The environment movement has been united since 1972 on the fundamental issue of the polluter pays principle, stating that polluters must pay to clean up the damage they have created. It is the principle which underpins emissions trading schemes, and which drives the campaign in recent months to cut the massive subsidies to fossil fuels from the upcoming Budget.
By abandoning the polluter pays principle, WWF and the Climate Institute should be seen to have abandoned any remaining pretence of being part of the mainstream environment movement. But is this a split, or confirmation that these groups are not truly part of the movement?
WWF has long felt more comfortable rubbing shoulders with government and industry than with the environment movement they are supposedly part of, a position cemented with its decision to back the Howard Government’s EPBC legislation against the rest of the environment movement. The Climate Institute, while happy to be represented in the media as a leading environment group, has never perceived itself as such, having told people around Canberra that it sees itself as a ‘minesweeper for the Labor Party’.
Three key elements of the push these groups are announcing with the CFMEU Mining Division and the Australian Coal Association in Canberra tomorrow are for government to take the lead in technology demonstration, finding sites for carbon dumps, and covering the coal sector’s behind by taking on long-term liability for leakage.
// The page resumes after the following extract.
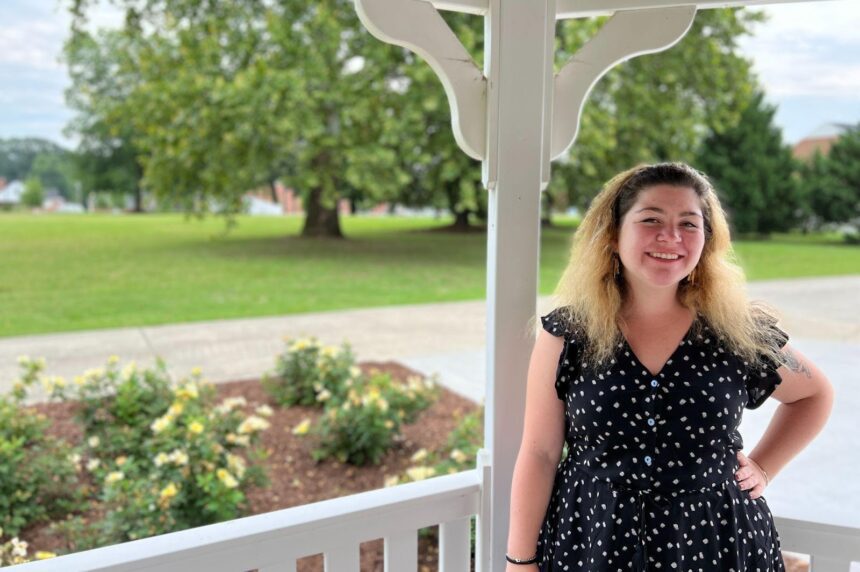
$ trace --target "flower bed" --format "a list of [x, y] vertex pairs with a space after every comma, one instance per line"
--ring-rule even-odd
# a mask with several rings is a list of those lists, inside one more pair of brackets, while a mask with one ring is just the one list
[[[363, 363], [358, 367], [368, 376], [389, 374], [392, 379], [404, 383], [415, 375], [415, 372], [395, 363]], [[324, 415], [319, 407], [279, 407], [259, 380], [218, 384], [214, 390], [217, 394], [215, 401], [223, 403], [230, 398], [237, 400], [234, 401], [236, 403], [244, 401], [242, 408], [248, 413], [260, 406], [268, 405], [272, 409], [271, 415], [265, 418], [269, 427], [259, 433], [259, 445], [265, 452], [261, 468], [268, 477], [268, 485], [250, 486], [246, 489], [246, 514], [259, 514], [390, 486], [397, 480], [409, 480], [407, 475], [410, 474], [413, 478], [432, 476], [434, 470], [441, 472], [446, 467], [444, 459], [439, 458], [440, 455], [450, 458], [451, 463], [457, 460], [474, 462], [471, 455], [462, 450], [465, 447], [451, 449], [448, 443], [452, 432], [462, 426], [464, 420], [480, 416], [481, 408], [444, 388], [439, 389], [435, 402], [418, 413], [411, 423], [404, 423], [400, 427], [399, 436], [380, 456], [378, 465], [362, 466], [345, 465], [336, 458], [314, 460], [316, 445], [312, 435], [302, 434], [304, 432], [296, 431], [296, 428], [301, 427], [303, 422], [316, 425]], [[49, 435], [68, 438], [73, 446], [88, 445], [80, 426], [75, 422], [73, 403], [39, 404], [34, 409], [52, 420], [48, 429]], [[477, 439], [480, 440], [483, 435], [480, 425], [476, 426], [474, 421], [471, 421], [469, 426], [477, 429]], [[185, 429], [190, 431], [190, 426]], [[169, 454], [170, 452], [165, 453], [168, 456]], [[169, 459], [166, 462], [169, 462]], [[431, 463], [438, 469], [428, 469]], [[463, 465], [450, 465], [452, 469], [456, 466]], [[115, 471], [108, 471], [103, 478], [107, 479], [113, 472]], [[162, 492], [163, 490], [164, 488], [161, 489]], [[68, 521], [71, 524], [31, 526], [20, 534], [20, 538], [29, 543], [31, 557], [37, 551], [75, 551], [82, 547], [69, 542], [68, 528], [103, 518], [104, 510], [103, 505], [93, 504], [89, 510], [79, 515], [78, 520]], [[436, 546], [433, 536], [422, 535], [419, 539], [420, 569], [436, 569]], [[382, 559], [381, 539], [362, 544], [363, 571], [382, 570]], [[322, 569], [322, 557], [319, 555], [304, 558], [298, 563], [299, 572]]]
The first of these is simply a rearguard action to distract attention from the fact that, globally, the “clean coal” dream is drifting further away from reality. The collapse of the FutureGen project in the USA is just the latest example showing that, years down the track, budgets and timelines are blowing out and still no-one is able to demonstrate that the technology can and will work. Meanwhile the renewables industry, with far less government support, is moving ahead in leaps and bounds, outcompeting geosequestration even when the playing field is skewed so badly against it.
WWF justifies its position by saying we “need to know” as soon as possible whether or not geosequestration will work. The Climate Institute pushes the bizarre line that we need “balance” in energy development, ignoring the fact that the multitude of technologies that make up “renewables” currently get far less support in total than the single technology of “clean coal”.
Under what perverse logic does the failure of an industry to perform qualify it for extra support? Many gigawatts of baseload-capable renewable energy are being installed around the world today, while the best estimates of the coal sector, that they could have a handful of commercial plants online by 2020, are being revealed as an exercise in wishful thinking. The urgency of dealing with climate change is such that we must put every bit of support we can into the technologies that can reduce emissions now, not pin our hopes on an unproven dream because it could save one industry.
The second two elements of tomorrow’s push — finding dumps and taking on liability — are exactly what the nuclear industry has long pushed for. They are the call of a dirty industry that wants to reap all the profits but carry none of the cost or risk.
Even if tomorrow’s announcement fudges the issue of who should pay for demonstration plants, this second position will breach the polluter pays principle. Indeed, the mere establishment of a taskforce, not to mention the fast tracking of legislative frameworks, focussed on this technology at the expense of others will breach the polluter pays principle. Just consider the boost the nuclear industry got from the Howard government’s Nuclear Industry Framework.
And finally, before people get too excited about a split in the environment movement, this disagreement is nothing compared to the tooth and nail fighting starting between coal, gas, energy generators, road users and every conceivable greenhouse emitting sector over who will get the lion’s share of revenue from the sale of emissions permits. Stand by for all the old grievances to come to the surface as ETS day draws near.